Virtual property within the metaverse, the internet-based VR (virtual reality) world, is one of the newest assets. Those who scoff at digital real estate should regularly consider that many millions of dollars trade hands between sellers and buyers. In the real world, one principal Miami-based real estate broker offers all customers digital replicas of any tangible asset they purchase. For prospective investors, the profits are uncertain but potentially huge.
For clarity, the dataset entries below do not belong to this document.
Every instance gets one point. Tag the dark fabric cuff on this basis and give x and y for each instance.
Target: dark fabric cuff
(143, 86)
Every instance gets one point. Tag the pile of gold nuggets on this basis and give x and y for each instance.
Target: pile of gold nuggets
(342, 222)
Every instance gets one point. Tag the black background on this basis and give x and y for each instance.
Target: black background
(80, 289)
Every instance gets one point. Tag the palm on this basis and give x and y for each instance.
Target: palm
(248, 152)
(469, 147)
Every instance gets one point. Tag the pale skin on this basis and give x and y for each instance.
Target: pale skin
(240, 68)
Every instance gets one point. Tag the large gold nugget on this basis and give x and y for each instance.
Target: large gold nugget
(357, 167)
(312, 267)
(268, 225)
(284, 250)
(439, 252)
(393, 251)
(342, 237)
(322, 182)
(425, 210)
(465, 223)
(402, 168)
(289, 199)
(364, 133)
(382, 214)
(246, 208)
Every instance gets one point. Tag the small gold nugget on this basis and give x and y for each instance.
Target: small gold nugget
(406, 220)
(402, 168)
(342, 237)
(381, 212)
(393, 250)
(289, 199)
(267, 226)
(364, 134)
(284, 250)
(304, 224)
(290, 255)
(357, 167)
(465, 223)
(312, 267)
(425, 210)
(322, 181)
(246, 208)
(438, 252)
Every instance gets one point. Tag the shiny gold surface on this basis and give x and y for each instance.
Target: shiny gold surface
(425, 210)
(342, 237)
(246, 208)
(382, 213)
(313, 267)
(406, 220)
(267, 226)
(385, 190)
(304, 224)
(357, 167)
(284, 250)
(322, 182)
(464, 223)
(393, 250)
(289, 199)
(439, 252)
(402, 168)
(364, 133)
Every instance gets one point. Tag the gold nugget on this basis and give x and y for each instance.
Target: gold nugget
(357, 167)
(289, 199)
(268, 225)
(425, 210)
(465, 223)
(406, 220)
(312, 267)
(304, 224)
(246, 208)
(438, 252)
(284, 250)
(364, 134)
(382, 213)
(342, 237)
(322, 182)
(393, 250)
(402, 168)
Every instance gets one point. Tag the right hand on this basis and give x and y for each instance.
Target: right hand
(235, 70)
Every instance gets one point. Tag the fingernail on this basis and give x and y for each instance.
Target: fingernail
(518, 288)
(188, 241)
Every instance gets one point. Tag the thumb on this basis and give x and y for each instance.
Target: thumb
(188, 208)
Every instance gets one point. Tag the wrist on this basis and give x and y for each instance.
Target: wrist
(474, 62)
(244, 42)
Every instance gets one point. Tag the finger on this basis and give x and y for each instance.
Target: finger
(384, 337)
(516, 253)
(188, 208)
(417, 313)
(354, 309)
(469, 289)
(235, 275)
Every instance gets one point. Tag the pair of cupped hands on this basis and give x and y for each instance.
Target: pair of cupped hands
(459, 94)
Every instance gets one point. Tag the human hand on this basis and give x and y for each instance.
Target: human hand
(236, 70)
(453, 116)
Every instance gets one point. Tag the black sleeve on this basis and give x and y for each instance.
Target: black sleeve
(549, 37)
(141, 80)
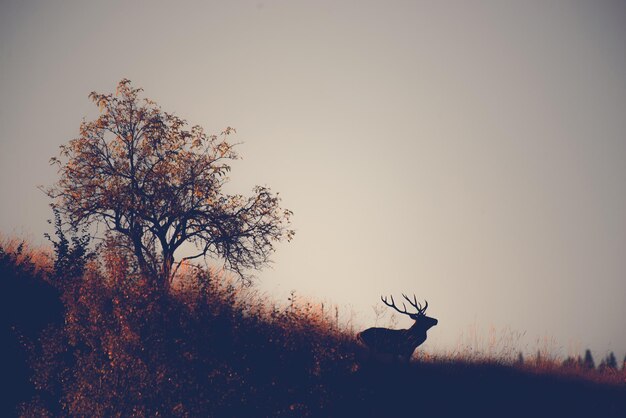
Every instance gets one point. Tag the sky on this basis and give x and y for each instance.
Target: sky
(469, 152)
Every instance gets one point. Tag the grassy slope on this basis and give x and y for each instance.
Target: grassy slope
(216, 349)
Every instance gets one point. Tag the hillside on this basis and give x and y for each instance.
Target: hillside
(100, 342)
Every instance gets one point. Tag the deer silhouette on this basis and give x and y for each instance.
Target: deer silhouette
(398, 343)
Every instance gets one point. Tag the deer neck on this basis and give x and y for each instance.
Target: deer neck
(416, 329)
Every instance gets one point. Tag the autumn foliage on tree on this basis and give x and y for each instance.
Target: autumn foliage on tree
(156, 183)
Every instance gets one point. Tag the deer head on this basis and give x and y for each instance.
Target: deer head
(421, 320)
(399, 343)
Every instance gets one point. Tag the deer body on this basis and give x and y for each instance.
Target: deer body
(398, 342)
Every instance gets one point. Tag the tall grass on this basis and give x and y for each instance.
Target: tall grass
(214, 347)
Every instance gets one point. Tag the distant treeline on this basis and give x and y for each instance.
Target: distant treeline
(88, 336)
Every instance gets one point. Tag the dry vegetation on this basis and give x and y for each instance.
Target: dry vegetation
(102, 342)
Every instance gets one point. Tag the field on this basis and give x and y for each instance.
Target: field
(97, 341)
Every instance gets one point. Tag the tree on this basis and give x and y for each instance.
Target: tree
(147, 177)
(588, 362)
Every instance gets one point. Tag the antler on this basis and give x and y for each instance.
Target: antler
(393, 305)
(414, 303)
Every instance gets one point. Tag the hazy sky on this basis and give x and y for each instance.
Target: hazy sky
(470, 152)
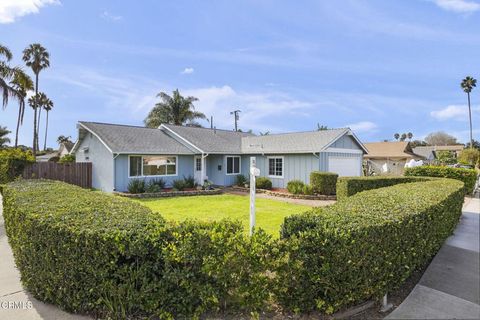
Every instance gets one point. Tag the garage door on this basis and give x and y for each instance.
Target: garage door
(344, 166)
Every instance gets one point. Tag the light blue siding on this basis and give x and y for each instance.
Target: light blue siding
(184, 168)
(101, 159)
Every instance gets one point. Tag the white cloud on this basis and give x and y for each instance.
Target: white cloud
(459, 6)
(363, 126)
(453, 112)
(10, 10)
(187, 71)
(110, 17)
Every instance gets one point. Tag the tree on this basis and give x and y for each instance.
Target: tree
(37, 58)
(174, 109)
(440, 138)
(47, 105)
(467, 85)
(22, 84)
(3, 137)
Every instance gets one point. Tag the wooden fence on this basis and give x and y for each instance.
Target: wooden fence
(79, 173)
Consider that just a few years ago, digital properties sold for tiny sums but now go for several thousand dollars each. Several reputable real estate brokers and companies are exploring the digital real estate segment, and the concept is gaining wide social acceptance among serious investors. Anyone who owns real estate should look closer at adding one or more digital assets to their portfolios.

Vacation rental homes

Rental homes offer two benefits for the price of one. First, owners can purchase one in a distant city of their choosing, not to mention earn regular income. When they want to go on vacation, they can take the home off the rental market and stay in it for as long as they wish without paying for pricey hotels or someone else’s rental property. Other owners use holiday city rental houses as steady, long-term income streams to earn top dollar for peak seasons but then move into the homes after retiring.

REITs (Real Estate Investment Trusts)

Affordable shares of real estate assets are what REITs are all about. Not long ago, anyone who wanted to earn income from property ownership had to invest significant capital, deal with complicated legal documents, and take on outsized risks. With REITs, anyone can purchase tiny amounts of carefully vetted properties and avoid all the headaches of actual ownership, like landlord duties and hefty initial investments.

Fixer uppers

For at least 30 years, there’s been an active flipping market in the sector. It’s comprised of buyers who seek fixer-upper houses, renovate them, and quickly place them back on the open market for sale. Flippers operate on the principle of combining sweat equity with short-term speculation to earn a potentially positive return on every worthy fixer-upper they acquire. Initial expenses include the property itself, along with renovation work. Pursuing a side job as a house flipper can offer a steady, significant income for those with the money, time, and energy.

Office condos

Investing in office condos is a relatively easy way to get into the market as a financial backer. Some condos, most of which are located in strip malls and small commercial buildings, cost less than residential homes and require much less renovation. People who like working on the fringe of commercial real estate can begin by acquiring a single office condo, fixing it up, furnishing it, and then selling it to a willing buyer.